Justice Scalia interjected a scenario: What if we fined all political speech $500. People would still speak and pay the fine.

Both Justices Kennedy and Alito had lines of questioning around: What if states could estimate the average cost of the election up front and pay one lump sum. Would that be constitutional?

Arizona Free Enterprise Club/McComish' lawyer replied in the affirmative.

Justice Kagen then interjected quickly: Well isn't that the same thing? The matching fund system is just a more accurate way to do that.

Justice Sonia Sotomayer continued, generally saying: The lower courts saw no evidence that any candidate didn't spend or fundraise. No candidate stopped speaking.

Response: I disagree, candidates did stop speaking, thought twice or spent late to avoid triggering matching funds. This is a burden on speech.

Justice Sotomayer: They choose to spend or raise and just found the advantage not to. Nobody is telling you not to speak or spend.

The last lines of questioning before the lawyers switched sides to give Chief Justice Roberts his chance to question the constitutionality of matching funds was from justice Scalia: What if I told you that you could file another brief and your opponent couldn't. Would you?

Arizona Free Enterprise Club/McComish' lawyer replied, "Yes."

Justice Alito: What if you could file but if you did your opponent would also be able to. Wouldn't you do it anyway believing your arguments to be persuasive or the chance to counter too important?

There was some discussion around this theme which I found compelling. Even though you might think twice about spending or speaking you were still free to do it and in most cases you still would if you believed in your positions.

They then switched sides with the lawyers representing Bennett and the Arizona law taking the podium.

Chief Justice Roberts dominated much of the questioning seeming just as annoyed with matching funds as Arizona Free Enterprise Club/McComish but again in my mind failing to show any real burden to speech but leaving little doubt to his position on the case.

Both Chief Justice Roberts and Jusice Alito had lines of questioning around: what if I spent 10k knowing that if I did all three of my opponents would get 10k so my 10k would lead to 30k certainly then I would think twice.

Justice Alito also said: how does matching funds deal with corruption.

Answer: More candidates, more competition, more speech, less corruption.

Justice Alito then asked questions along the lines of: as someone making an independent expenditure I care about the issue how does matching funds impact my spending?

Answer: if you oppose a participating candidate the candidate can only respond with matching funds which are limited to a cap.

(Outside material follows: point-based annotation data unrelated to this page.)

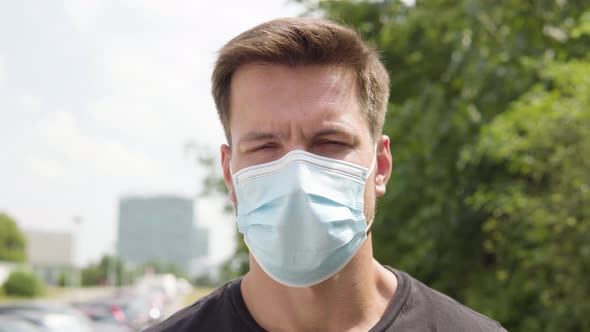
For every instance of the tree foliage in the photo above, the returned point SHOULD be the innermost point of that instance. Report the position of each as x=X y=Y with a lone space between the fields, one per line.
x=489 y=130
x=12 y=240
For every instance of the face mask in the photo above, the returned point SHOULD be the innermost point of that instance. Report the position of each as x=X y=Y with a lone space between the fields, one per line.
x=302 y=215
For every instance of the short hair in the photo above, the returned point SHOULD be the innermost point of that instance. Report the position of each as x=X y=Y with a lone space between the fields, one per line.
x=304 y=41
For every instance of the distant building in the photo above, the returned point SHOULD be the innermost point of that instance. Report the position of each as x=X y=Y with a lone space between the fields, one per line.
x=50 y=254
x=160 y=229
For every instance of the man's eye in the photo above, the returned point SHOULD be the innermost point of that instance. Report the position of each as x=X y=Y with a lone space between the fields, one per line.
x=332 y=144
x=263 y=147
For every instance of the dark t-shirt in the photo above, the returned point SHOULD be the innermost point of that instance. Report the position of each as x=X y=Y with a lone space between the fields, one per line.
x=414 y=307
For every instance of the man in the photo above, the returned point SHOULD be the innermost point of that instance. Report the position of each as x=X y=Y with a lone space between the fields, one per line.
x=302 y=102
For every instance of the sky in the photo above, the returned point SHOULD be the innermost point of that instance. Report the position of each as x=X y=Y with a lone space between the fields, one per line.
x=97 y=101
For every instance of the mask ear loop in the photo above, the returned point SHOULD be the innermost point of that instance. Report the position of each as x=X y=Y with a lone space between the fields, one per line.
x=370 y=225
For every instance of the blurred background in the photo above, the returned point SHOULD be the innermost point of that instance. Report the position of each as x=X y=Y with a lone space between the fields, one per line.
x=113 y=213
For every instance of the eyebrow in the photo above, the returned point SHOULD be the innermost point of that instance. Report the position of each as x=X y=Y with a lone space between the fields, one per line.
x=333 y=131
x=252 y=137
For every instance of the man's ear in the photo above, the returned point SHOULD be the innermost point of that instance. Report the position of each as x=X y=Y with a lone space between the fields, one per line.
x=225 y=164
x=383 y=166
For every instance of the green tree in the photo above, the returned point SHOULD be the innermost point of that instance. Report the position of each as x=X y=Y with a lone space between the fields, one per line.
x=26 y=284
x=12 y=240
x=538 y=204
x=456 y=66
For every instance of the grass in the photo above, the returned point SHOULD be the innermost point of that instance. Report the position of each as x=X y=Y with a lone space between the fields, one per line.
x=51 y=292
x=197 y=293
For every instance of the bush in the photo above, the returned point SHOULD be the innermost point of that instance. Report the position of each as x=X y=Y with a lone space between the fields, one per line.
x=25 y=284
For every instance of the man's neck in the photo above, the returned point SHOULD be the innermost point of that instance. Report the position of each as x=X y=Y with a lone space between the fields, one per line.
x=354 y=299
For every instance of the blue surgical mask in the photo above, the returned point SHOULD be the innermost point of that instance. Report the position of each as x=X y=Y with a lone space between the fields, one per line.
x=302 y=215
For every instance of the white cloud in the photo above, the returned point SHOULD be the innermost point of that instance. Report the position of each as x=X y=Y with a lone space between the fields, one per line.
x=3 y=74
x=59 y=146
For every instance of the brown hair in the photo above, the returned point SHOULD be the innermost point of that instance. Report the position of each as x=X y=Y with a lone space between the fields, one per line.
x=304 y=41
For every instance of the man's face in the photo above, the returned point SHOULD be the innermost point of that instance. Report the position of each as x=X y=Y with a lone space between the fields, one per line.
x=276 y=109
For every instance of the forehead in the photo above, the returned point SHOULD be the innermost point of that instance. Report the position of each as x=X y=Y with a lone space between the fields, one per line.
x=271 y=94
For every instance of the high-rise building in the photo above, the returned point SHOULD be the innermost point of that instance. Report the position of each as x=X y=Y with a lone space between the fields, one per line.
x=160 y=229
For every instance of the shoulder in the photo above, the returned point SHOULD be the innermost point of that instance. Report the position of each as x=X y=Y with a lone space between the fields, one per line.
x=208 y=313
x=433 y=308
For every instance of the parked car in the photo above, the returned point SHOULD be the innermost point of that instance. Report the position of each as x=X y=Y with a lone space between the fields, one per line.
x=49 y=317
x=136 y=312
x=9 y=323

If the other way around the candidate can respond by raising money from supporters, a party, spend their own and respond with potentially unlimited resource.

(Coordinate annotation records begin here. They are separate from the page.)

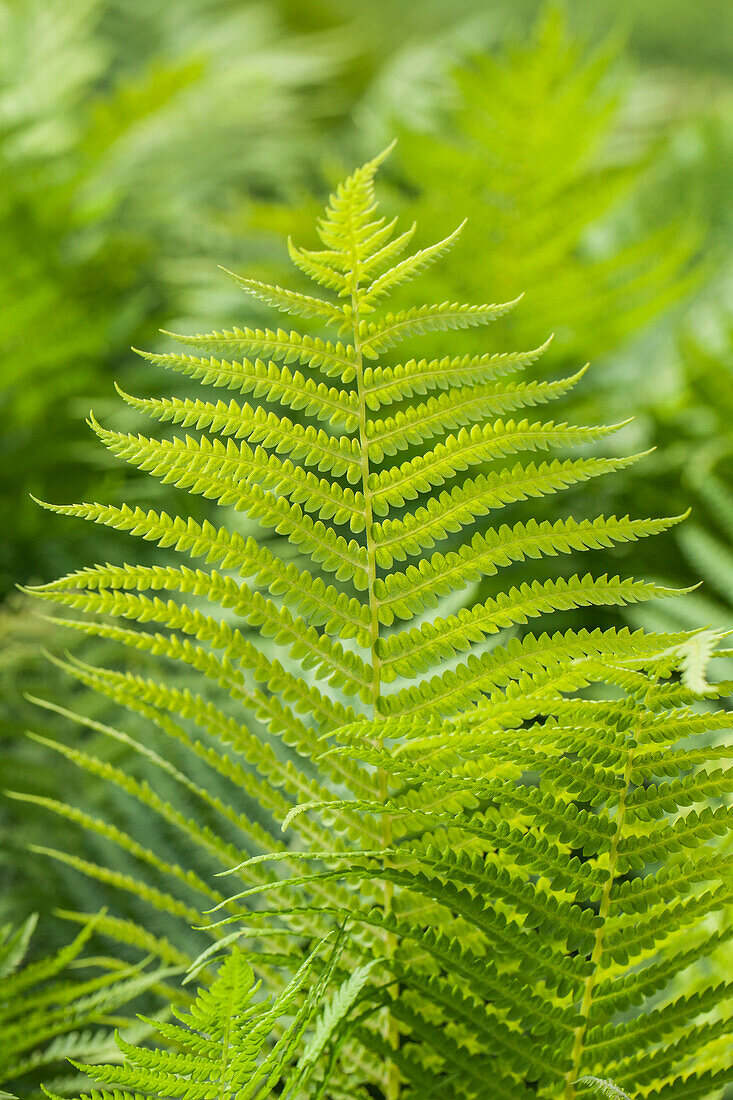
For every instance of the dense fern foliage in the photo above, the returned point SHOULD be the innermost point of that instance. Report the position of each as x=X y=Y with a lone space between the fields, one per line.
x=560 y=872
x=220 y=1042
x=48 y=1014
x=390 y=458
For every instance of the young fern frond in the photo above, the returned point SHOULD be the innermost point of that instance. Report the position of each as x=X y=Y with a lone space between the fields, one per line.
x=369 y=477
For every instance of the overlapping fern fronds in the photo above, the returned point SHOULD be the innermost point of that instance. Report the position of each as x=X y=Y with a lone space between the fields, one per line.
x=561 y=872
x=48 y=1014
x=545 y=188
x=390 y=458
x=220 y=1042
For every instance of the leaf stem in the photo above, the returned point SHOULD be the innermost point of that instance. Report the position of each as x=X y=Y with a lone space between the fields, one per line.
x=390 y=1031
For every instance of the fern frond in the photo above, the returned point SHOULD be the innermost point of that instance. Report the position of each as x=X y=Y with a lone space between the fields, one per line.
x=479 y=821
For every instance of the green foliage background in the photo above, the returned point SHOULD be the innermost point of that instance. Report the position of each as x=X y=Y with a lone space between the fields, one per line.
x=142 y=144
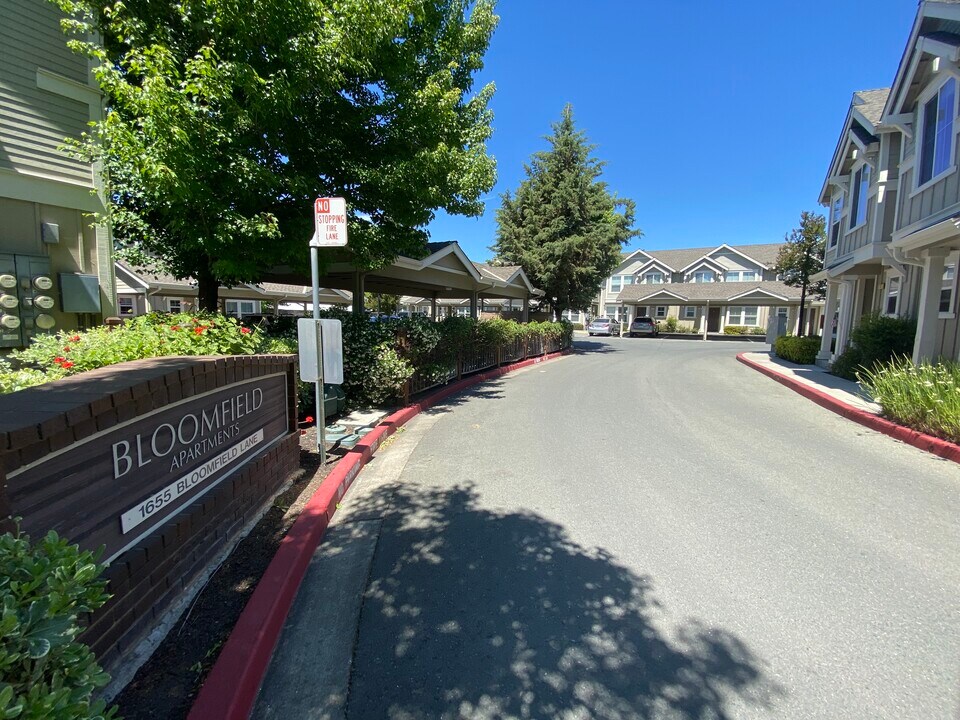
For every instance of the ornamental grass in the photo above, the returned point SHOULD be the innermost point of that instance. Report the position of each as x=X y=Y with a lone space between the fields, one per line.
x=924 y=397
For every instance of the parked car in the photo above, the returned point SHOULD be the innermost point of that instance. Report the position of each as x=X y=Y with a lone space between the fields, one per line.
x=603 y=326
x=644 y=326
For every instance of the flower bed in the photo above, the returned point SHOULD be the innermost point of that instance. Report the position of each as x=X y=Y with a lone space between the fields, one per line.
x=923 y=397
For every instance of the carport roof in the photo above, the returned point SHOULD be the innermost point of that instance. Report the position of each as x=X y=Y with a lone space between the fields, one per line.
x=768 y=292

Justice Breyer asked a question concerning why candidates choose the system and also cautioned: We should be very careful before tinkering with a piece of it. The reply was that matching funds lead to more speech and ensure that candidates will take the system knowing that if they follow the strict guidelines that they will still be able to respond to higher spending opposition and independent expenditures. Let's be clear spending only triggers matching funds up to a cap. There is an overall cap which participating candidates signup for which is an ultimate limit on spending. Candidates that are in the public financing system agree to this absolute limit in spending. Matching funds encourage participation but candidates that participate can still be outspent.

Justice Kagen added: Candidates are free to choose if they want to be part of public funding or not they have the choice.

Then it abruptly ended and we filed out into the hall.

It was an interesting day to be at the Supreme Court and as I headed out of the court room and down the hall to get my cell phone and my Maine Citizens for Clean Elections button out of the tiny lockers and out into the bright sun I thought: I think this will go 5-4 in favor of maintaining clean elections with matching funds.

Jesse Graham is the Executive Director of Maine People's Alliance and the Maine People's Resource Center. He is also a Board Member of Maine Citizens for Clean Elections.